Shane Cooper : Moi et l'autre
Arts visuels

Shane Cooper : Moi et l’autre

Reflection de Shane Cooper explore les similitudes entre les êtres, à l’encontre des notions d’individualité si chères à notre société. Serions-nous si facilement remplaçables?

Présentée dans le cadre du programme des artistes invités de la Galerie de l’École d’art d’Ottawa, l’installation interactive multimédia de l’artiste Shane Cooper étudie le langage corporel et embrouille les repères entre les notions d’unicité et de similitude.                

Habitant la Nouvelle-Zélande, Shane Cooper est un ingénieur en logiciel ayant collaboré aux effets spéciaux des films de la trilogie du Seigneur des anneaux et du tout dernier film King Kong produit par les Weta Digital Film Studios de Peter Jackson. Le passage de l’informatique vers l’art interactif s’est effectué naturellement grâce à sa fascination pour les nouvelles technologies. Adolescent, il développait déjà des logiciels appliquant des algorithmes produisant des résultats non prévisibles: "J’ai toujours été captivé par le fait que les ordinateurs peuvent faire des choses qui surprennent même les programmeurs." Ce sont les propriétés d’interactivité et d’inattendu qui passionnent l’artiste. "Il y a aussi une certaine part de danger dans l’interactivité, car on ne peut prévoir la réaction du système ni du visiteur."                      

Qui n’a pas un jour entendu l’hypothèse selon laquelle, à notre ère technologique, le travail de l’être humain pourrait un jour devenir obsolète et être remplacé par un microprocesseur? Pour nous qui voguons sur une mer d’individualisme et qui nous nous enorgueillissons de nos différences, l’installation de Shane Cooper fait vivre une commutation d’une déconcertante simplicité.                     

L’installation Reflection est composée d’une caméra vidéo filmant un visiteur devant circuler lentement à l’intérieur d’un rectangle dessiné au sol. Ces images sont alors analysées et quelques-unes sont par la suite archivées dans une banque de données. Lorsqu’une autre personne traverse l’espace délimité, l’ordinateur substitue brièvement l’image d’un visiteur précédemment conservée correspondant aux mêmes dimensions et positionnements. L’effet est des plus surprenants. La fluidité de la permutation des images générées produit un curieux et subtil enchaînement. Sommes-nous donc tous si semblables, si interchangeables, si prévisibles?

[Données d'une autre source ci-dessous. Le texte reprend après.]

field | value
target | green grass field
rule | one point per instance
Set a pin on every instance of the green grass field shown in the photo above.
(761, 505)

L’installation a été mise en marche lors du vernissage. Tout au long de la soirée, les visiteurs ont pu observer "l’évolution des apprentissages" de l’ordinateur. L’expérience était d’autant plus captivante que la mémoire accumulait rapidement un nombre d’images des personnes présentes de plus en plus grand, devenant d’autant plus efficace et variée. Cooper dit vouloir explorer trois thèmes principaux avec cette installation, soit: l’aspect visuel et notre rapport à l’image corporelle; la mémoire, qui est représentée par les images tirées du passé et archivées; et enfin, la composante réflexive, c’est-à-dire le fait que le système se construise par lui-même, comme un enfant à qui on apprend de nouvelles notions. Évidemment, il ne s’agit pas ici d’intelligence artificielle, car l’analyse des images consiste en la décomposition de l’espace occupé en recherchant les contours de la personne filmée. Il ne s’agit pas non plus d’un système évolutif au sens propre, mais plutôt de la comparaison des modèles ou patterns repérés par l’ordinateur. Quoi qu’il en soit, le dispositif est très convaincant et séduisant.

De nombreux autres projets de l’artiste se retrouvent dans le site Internet www.shanecooper.com.